Following two years of improved earnings, formerly troubled Sun Bancorp Inc. has finally turned the corner enough to reverse some of its deferred tax asset, management announced during the bank's fourth-quarter 2016 earnings call Jan. 31.
Sun Bancorp reported fourth-quarter 2016 net income of $56.0 million, or $2.94 per diluted share, compared to $1.6 million, or 9 cents per diluted share a quarter ago and $1.5 million, or 8 cents per diluted share, a year ago.
The bank reversed $53.7 million of its deferred tax asset at the end of 2016 following eight consecutive quarters of improving earnings, said President and CEO Thomas O'Brien. The DTA contributed $2.82 per diluted share to the quarter's earnings.
O'Brien said while the bank is still "far from content" with the level of absolute profit, the reversal "puts the remnants of the legacy challenges here at Sun in the dustbin of history."

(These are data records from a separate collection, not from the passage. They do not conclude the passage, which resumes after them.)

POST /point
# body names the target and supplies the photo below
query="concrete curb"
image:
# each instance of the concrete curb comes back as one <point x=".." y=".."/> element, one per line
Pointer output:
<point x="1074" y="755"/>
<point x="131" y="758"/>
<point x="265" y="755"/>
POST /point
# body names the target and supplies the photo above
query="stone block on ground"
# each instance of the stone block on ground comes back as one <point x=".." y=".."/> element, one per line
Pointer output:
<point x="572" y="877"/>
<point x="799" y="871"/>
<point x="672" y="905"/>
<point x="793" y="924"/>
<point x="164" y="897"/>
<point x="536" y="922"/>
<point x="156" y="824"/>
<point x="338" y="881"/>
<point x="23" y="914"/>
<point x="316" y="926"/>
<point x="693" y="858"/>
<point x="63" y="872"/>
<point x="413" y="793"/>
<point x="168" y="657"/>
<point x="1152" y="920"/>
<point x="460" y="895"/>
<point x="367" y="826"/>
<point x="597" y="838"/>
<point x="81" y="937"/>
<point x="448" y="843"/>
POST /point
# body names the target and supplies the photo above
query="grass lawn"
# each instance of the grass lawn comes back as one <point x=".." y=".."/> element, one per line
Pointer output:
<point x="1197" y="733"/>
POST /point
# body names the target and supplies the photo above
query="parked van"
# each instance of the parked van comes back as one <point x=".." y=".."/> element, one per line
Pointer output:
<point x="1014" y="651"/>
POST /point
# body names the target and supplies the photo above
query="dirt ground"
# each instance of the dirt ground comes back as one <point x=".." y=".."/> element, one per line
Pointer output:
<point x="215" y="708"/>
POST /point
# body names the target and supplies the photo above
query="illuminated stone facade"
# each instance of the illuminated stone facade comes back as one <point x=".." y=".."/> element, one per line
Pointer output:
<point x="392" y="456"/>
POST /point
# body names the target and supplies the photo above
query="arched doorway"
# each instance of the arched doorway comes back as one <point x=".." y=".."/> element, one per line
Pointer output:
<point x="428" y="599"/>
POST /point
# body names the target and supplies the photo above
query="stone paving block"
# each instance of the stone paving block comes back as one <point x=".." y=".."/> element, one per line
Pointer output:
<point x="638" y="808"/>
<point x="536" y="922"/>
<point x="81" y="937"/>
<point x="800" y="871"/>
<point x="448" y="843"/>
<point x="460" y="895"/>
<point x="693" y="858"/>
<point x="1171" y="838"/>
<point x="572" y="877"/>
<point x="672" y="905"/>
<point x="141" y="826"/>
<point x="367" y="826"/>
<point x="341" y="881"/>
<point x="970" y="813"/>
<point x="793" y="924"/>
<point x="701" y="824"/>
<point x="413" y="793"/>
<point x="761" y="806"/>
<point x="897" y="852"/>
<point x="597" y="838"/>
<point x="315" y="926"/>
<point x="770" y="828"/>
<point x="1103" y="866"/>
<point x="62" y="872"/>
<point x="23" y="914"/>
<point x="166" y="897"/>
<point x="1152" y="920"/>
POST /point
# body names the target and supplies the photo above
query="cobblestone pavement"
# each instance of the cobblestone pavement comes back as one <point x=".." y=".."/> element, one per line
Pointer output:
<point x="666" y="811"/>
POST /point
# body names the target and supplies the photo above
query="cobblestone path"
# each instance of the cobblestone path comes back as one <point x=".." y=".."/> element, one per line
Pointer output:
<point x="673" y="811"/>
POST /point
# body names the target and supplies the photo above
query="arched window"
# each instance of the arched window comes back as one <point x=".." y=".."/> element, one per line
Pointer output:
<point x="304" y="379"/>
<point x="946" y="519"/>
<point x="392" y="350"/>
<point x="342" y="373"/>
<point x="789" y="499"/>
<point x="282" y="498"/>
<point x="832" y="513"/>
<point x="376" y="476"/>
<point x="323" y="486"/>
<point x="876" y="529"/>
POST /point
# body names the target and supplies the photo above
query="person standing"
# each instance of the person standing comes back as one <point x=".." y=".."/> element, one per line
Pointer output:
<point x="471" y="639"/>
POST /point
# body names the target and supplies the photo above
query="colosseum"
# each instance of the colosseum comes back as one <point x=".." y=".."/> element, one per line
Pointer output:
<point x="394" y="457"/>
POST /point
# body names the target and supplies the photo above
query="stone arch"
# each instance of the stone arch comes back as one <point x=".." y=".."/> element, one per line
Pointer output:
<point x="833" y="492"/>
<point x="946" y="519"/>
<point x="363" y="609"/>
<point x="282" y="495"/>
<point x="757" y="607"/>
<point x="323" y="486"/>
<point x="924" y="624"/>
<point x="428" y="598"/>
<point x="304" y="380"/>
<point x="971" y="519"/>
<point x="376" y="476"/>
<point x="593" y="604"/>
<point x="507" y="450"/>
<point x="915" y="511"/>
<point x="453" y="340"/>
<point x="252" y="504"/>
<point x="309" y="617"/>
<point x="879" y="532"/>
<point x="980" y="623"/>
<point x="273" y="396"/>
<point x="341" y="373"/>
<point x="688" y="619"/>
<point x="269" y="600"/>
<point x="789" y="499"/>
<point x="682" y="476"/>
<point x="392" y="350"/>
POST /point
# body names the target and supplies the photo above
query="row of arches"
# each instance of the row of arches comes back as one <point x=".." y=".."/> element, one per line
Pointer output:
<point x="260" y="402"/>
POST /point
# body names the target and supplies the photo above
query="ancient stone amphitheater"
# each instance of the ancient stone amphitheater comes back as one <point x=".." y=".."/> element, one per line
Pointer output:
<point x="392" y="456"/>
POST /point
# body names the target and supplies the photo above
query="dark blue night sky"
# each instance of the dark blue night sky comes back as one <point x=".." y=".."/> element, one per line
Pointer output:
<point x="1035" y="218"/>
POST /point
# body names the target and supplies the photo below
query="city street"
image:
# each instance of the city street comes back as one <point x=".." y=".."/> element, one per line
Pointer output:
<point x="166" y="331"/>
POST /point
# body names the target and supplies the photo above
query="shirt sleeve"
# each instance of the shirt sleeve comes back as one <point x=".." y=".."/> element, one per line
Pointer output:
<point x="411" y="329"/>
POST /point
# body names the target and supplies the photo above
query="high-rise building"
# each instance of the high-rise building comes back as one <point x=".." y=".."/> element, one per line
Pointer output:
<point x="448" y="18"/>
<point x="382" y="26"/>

The DTA reversal shows just how far the company has come since its recent money-losing history and change in executive leadership. The bank used a no-growth earnings estimate to figure out how much to reverse and how much to keep; it still has $74 million remaining in its DTA and will require sustained earnings growth over time to reclaim the rest of it. CFO Thomas Brugger said based on the bank's modeling, it could reclaim the remaining allowance by 2030 or 2031. He added that the bank's ability to reclaim the balance could be impacted by proposed tax reform from the Trump administration, which could increase income and reduce the size of the DTA.